How Road Biking is Like Learning a New Language
Triathlons are usually made of three parts: the swim, the bike, and the run. The biking part can be done with any bike, and even a low end mountain bike will do. Many of the professionals will use a triathlon bike, which is made specifically for triathlon racing. When I decided to train for a triathlon, all I had was my mountain bike. I thought I would probably just use the mountain bike for the race. When talking with someone who has done a lot of biking, he recommended I get a road bike. While a road bike is not a triathlon bike, it is more versatile for general riding and would do much better in the race than the mountain bike.
In Bangladesh, the people speak Bangla. “Desh” in Bangla actually means “country.” So Bangladesh literally means the country of Bangla speaking people. Bangla is a very old language, similar to Hindi. It has an alphabet, even though the letters look different than English letters. The Bangla alphabet is also usually arranged in a grid, with similar sounding letters next to each other. For example, “d” and “t” are close to each other, because they sound similar. Even in English, we often pronounce “little” as “liddle,” because d and t sound so similar. Bangladeshis are also very proud of their language. Their independence war from Pakistan fought in 1971 was mostly because Pakistan wanted to make Urdu the official language of Bangladesh, and Bangladeshis did not want to change. To give up Bangla would have meant giving up a very important part of their culture.

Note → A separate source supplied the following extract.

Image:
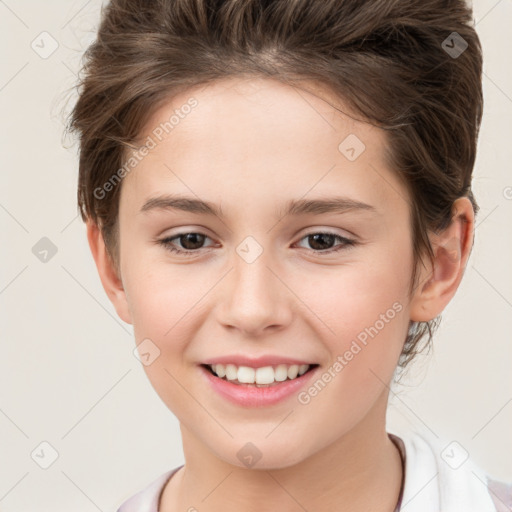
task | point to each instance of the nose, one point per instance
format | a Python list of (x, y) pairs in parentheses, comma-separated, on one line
[(255, 299)]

In preparing for missions, Merindy and I will need to learn Bangla. While we may never become completely fluent, learning Bangla is much more versatile and will serve us better in Bangladesh than English. Bangla is the language of the people. Just like a road bike is much different than a mountain bike, Bangla is much different than English. For the road bike, I had to get a professional fit to make sure I worked well with the bike. I had to get different shoes and different shorts. I had to learn how to pedal differently, how to hold the handlebars, and how to unclip my foot from the pedal when stopping so I wouldn’t fall over when the bike stopped. I had to learn how to use different muscles, and many times the workouts would burn and I would feel uncoordinated. But, I was getting ready for the triathlon.
In learning Bangla, we will need to get a professional teacher and language helpers to help us learn the language. We will need to get different clothes, because what is the fun in learning Bangla if one does not look like a Bangladeshi? We will need to learn to think like children, listening a lot first, then speaking, and then writing. This learning technique is hard for adults, as we usually like to go for the pen and paper first. We will need to learn to use different muscles in our mouths, as the sounds are different in Bangla. And yes, our mouths (and brains) will be sore for a while until we get used to the language. But in the end, we are getting ready for missions in Bangladesh. And what better way to speak to the hearts of the people, than to speak their language.